The diagram above shows the calculation done for an example machine. Owning costs, the green line, have been estimated at 2,000-hour intervals up to a maximum age of 16,000 hours. They come down steeply in the beginning and flatten toward the end based on the fact that the difference between the purchase price and the residual market value is spread over an increasing number of working hours. Operating costs, the blue line, have been calculated for the same period. They slope steadily upward based on an analysis of data that shows the life-to-date operating cost of a 6,000-hour machine is a little over $20 per hour while the life-to-date operating cost for a 14,000-hour machine is a little below $50 per hour.
The total owning and operating cost is given by the red line, which makes a minimum of $70 per hour at 11,000 hours. The sweet spot lies between 10,000 and 12,000 hours. It is not an exact science, and nothing is achieved by pretending to be more precise. A lot is achieved, however, by setting the target hours for the machine below the 14,000 hours (8 years at 1,750 hours per year) assumed in the original $73 per hour calculation (the dotted line).
Two questions are critical; “Why should I do it?” and “Is it worth it?” The answer is simply “Yes, you cannot manage cost without managing age.”

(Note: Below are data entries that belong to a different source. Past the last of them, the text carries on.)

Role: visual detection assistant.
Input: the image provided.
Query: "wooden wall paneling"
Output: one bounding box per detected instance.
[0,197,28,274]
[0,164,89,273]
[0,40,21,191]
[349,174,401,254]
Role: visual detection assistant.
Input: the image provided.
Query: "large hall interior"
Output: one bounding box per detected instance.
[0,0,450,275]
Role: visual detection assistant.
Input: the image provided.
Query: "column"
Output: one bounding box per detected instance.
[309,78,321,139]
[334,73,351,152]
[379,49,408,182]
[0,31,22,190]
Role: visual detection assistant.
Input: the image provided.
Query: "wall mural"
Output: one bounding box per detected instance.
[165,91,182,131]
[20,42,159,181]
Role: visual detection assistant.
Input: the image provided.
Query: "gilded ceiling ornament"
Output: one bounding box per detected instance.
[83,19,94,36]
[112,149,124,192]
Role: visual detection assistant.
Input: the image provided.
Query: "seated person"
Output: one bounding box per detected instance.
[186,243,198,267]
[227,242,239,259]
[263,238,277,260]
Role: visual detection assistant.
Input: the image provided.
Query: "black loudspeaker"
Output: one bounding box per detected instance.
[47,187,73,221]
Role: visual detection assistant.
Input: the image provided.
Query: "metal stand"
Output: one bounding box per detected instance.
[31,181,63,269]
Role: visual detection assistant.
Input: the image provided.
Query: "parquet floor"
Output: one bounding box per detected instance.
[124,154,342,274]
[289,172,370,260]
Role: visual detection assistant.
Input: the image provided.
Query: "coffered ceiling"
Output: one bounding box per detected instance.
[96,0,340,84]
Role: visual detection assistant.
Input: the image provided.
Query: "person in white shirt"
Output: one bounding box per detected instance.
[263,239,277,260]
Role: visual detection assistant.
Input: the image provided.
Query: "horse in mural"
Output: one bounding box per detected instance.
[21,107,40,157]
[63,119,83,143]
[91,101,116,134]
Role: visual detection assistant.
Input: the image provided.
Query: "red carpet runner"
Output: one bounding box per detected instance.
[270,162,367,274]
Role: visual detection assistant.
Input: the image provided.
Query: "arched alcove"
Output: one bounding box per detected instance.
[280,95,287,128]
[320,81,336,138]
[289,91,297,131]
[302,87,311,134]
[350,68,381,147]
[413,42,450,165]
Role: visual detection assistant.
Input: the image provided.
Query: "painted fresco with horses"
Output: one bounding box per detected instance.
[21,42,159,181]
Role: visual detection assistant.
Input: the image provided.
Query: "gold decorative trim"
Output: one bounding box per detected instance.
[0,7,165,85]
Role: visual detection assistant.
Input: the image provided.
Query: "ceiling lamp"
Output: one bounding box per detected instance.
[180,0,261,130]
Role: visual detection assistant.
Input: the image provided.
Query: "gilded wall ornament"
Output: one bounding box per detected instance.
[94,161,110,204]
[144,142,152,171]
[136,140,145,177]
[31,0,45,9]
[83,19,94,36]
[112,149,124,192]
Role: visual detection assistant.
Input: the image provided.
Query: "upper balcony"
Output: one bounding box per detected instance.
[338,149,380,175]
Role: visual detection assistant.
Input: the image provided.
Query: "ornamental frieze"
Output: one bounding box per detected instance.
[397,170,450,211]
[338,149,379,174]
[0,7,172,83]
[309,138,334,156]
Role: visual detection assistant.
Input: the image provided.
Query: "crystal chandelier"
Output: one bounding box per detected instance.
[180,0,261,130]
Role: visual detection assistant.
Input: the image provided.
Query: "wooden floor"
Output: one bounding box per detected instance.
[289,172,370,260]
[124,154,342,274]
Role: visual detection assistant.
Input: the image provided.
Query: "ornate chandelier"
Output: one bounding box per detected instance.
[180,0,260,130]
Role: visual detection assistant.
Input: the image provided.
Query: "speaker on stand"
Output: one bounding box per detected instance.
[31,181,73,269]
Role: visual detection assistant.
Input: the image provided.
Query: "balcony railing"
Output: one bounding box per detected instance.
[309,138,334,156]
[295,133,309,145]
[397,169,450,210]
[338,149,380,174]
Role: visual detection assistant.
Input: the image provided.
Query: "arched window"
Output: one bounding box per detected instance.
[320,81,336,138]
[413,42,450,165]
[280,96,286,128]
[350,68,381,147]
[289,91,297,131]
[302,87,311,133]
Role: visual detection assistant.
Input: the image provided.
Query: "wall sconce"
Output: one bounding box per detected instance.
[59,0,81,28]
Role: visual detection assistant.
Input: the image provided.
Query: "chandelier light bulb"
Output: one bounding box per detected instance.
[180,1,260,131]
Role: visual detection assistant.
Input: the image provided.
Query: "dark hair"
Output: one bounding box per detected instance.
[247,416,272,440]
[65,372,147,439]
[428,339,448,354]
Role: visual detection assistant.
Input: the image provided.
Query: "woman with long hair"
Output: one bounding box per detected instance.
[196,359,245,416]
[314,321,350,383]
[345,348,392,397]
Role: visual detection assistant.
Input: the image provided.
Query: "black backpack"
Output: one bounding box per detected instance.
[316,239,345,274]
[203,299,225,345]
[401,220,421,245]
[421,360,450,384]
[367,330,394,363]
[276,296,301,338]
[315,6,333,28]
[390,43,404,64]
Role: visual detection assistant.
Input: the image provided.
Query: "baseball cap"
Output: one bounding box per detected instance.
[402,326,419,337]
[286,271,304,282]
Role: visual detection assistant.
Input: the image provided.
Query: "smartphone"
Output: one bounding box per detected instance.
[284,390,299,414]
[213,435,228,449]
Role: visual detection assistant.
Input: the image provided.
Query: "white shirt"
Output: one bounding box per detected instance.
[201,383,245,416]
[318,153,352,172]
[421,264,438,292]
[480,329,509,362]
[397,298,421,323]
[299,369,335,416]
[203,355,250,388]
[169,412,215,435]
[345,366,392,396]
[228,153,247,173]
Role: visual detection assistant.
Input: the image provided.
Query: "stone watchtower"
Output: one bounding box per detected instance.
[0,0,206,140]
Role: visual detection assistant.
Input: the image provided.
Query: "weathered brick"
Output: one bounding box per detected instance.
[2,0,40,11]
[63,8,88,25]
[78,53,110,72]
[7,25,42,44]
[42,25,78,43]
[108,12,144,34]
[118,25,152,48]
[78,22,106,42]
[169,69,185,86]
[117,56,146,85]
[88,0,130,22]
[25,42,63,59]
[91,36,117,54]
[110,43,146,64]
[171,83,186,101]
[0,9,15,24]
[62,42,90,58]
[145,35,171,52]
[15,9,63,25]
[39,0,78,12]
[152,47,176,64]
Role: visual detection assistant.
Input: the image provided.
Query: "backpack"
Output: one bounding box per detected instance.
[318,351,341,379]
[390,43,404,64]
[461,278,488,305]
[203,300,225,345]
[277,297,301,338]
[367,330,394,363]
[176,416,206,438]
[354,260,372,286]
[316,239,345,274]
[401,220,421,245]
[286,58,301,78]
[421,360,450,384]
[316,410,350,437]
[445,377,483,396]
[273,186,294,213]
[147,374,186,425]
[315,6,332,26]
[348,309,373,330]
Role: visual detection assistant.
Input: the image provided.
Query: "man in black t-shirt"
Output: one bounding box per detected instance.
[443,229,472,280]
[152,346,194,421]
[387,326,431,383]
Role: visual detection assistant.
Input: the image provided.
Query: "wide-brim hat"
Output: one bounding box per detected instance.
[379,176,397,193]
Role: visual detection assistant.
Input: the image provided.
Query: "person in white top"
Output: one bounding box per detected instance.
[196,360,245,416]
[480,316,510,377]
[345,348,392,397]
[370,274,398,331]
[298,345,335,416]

We are familiar with the process of using the hourly rate to establish cost management baselines. In our example, we would use the magnitude of the sweet spot to set a rate of $70 per hour and split this into two clear and distinct budgets: $31 per hour for all owning costs, and $39 per hour for all the operating costs. We would use these to generate revenue for the machine against which we offset actual costs in the normal way. We would be confident in our process knowing that we have tested our calculation over a range of ownership periods and annual utilization to determine the best balance between age and cost.
We are less familiar with the process of using the timing of the sweet spot to manage the average age of our fleet. At the moment, we probably do it by intuition and, at the moment, we probably do it fairly well. The problem with intuition is that it tends to yield funny results when we are pushed outside our comfort zone and beyond the limits of our experience. Many organizations are stretching the average age of their fleets and exploring new frontiers when it comes to equipment life. They are also trying to lower costs and reduce rates. It seems like, and it is, a tall order. Knowing the shape of the sweet spot curve and doing the rate calculation in a way that tells us what happens when we increase or decrease expected life is critical for success. We can no longer manage our fleet according to one benchmark—“The Rate.” We need to do the sweet spot calculation to establish three critical and strongly interrelated benchmarks:
- An owning cost rate against which we offset all the largely fixed costs of ownership.
- An operating cost rate against which we offset the hourly costs of running, maintaining and repairing our fleet.
- A target life to tell us when we lose the balance between age and cost, and when we start a time when each successive hour costs more than all the hours in the past.